Ten tiende hebben de inlichtingendiensten niet uitgelegd waarom ten minste sommige Amerikaanse inlichtingendiensten wel degelijk van mening zijn dat een laboratoriumuitbraak de meest waarschijnlijke of althans een mogelijke oorsprong van het virus was.

Tijd voor Transparantie

Gezien de vragen die onbeantwoord blijven, roepen wij de Amerikaanse regering op een partijoverschrijdend onderzoek in te stellen. We zullen de oorsprong van SARS-CoV-2 wellicht nooit begrijpen zonder de boeken te openen van de betrokken federale instanties (waaronder de NIH en het ministerie van Defensie), de laboratoria die zij ondersteunen, academische instellingen die gegevens over virussequenties opslaan en archiveren, en biotechnologische bedrijven.

Een belangrijke doelstelling van het onderzoek zou zijn om duidelijkheid te verschaffen over een fundamentele vraag: Hebben Amerikaanse onderzoekers onderzoek verricht, of hun Chinese collega's geholpen onderzoek te verrichten, om een FCS in een SARS-achtig virus in te voegen en zodoende mogelijk een rol hebben gespeeld bij het vervaardigen van nieuwe ziekteverwekkers, zoals die welke tot de huidige pandemie hebben geleid?

Het onderzoek naar de oorsprong van COVID-19 mag niet langer een geheimzinnige onderneming zijn onder leiding van de inlichtingendiensten. Het proces moet transparant zijn, waarbij alle relevante informatie openbaar moet worden gemaakt voor gebruik door onafhankelijke wetenschappelijke onderzoekers. Het lijkt ons duidelijk dat er een gezamenlijke inspanning is geleverd om informatie betreffende de vroegste gebeurtenissen inzake de uitbraak te onderdrukken en om de zoektocht naar bijkomend bewijsmateriaal dat duidelijk beschikbaar is in de VS te belemmeren.

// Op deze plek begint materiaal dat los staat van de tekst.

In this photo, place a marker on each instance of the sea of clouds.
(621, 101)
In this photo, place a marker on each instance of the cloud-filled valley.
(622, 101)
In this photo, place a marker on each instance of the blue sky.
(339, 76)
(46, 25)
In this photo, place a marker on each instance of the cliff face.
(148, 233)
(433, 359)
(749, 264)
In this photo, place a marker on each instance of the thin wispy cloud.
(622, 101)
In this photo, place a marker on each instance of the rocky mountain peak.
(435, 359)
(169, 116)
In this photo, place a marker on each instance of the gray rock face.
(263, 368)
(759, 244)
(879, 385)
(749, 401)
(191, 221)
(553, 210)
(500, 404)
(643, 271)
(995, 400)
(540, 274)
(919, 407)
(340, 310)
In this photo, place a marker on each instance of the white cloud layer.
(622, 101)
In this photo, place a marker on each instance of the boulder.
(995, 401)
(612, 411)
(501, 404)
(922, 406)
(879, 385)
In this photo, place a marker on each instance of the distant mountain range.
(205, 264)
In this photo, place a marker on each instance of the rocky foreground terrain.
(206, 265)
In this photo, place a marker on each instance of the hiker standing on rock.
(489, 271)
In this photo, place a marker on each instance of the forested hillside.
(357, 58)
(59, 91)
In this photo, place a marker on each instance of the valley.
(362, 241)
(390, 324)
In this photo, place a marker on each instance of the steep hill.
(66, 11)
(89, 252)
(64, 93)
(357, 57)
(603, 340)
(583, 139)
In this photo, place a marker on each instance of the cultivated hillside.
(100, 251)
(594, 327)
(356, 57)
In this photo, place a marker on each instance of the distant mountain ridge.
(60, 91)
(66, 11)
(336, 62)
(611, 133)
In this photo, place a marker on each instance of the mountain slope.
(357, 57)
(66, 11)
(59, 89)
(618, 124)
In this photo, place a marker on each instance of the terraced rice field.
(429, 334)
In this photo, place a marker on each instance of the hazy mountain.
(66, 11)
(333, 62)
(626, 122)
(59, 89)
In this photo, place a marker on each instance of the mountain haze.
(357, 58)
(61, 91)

Wij stellen voor dat een panel van onafhankelijke onderzoekers uit de desbetreffende disciplines wordt opgericht en toegang krijgt tot alle relevante gegevens, om zo het Amerikaanse Congres alsmede het publiek van informatie te voorzien.

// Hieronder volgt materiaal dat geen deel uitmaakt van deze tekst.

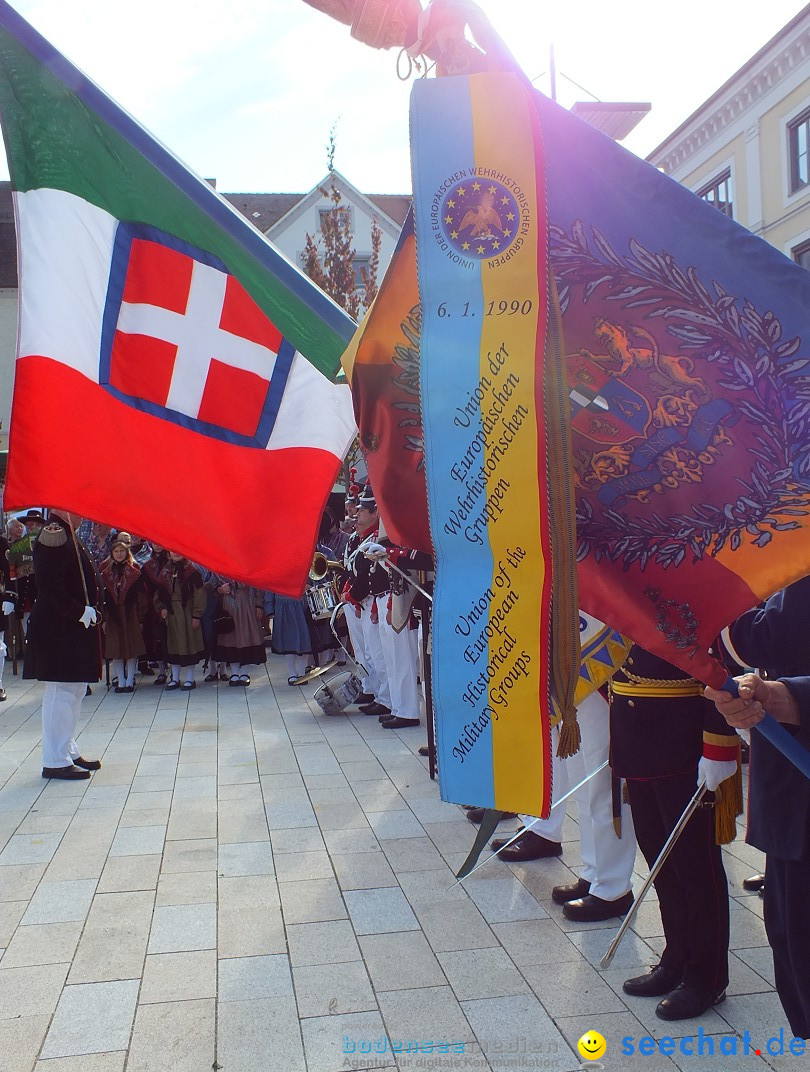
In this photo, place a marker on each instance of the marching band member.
(368, 581)
(665, 739)
(63, 646)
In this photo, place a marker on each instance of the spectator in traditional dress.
(180, 601)
(124, 610)
(242, 644)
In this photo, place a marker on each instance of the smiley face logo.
(591, 1045)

Er is een reële kans dat we meer te weten kunnen komen over de oorsprong van dit virus zonder op China of enig ander land te wachten, door eenvoudigweg binnen de VS te zoeken. Wij zijn van mening dat een dergelijk onderzoek allang had moeten plaatsvinden.
Neil L. Harrison is hoogleraar aan de Universiteit van Columbia.

Jeffrey D. Sachs, universiteitshoogleraar aan de universiteit van Columbia, is directeur van het Centrum voor Duurzame Ontwikkeling aan de universiteit van Columbia en voorzitter van het VN-netwerk voor oplossingen voor duurzame ontwikkeling. Hij was adviseur van drie VN-secretarissen-generaal en is momenteel SDG pleitbezorger van secretaris-generaal António Guterres. Hij schreef onder meer de boeken The End of Poverty, Common Wealth, The Age of Sustainable Development, Building the New American Economy, A New Foreign Policy: Beyond American Exceptionalism en de meest recente, The Ages of Globalization.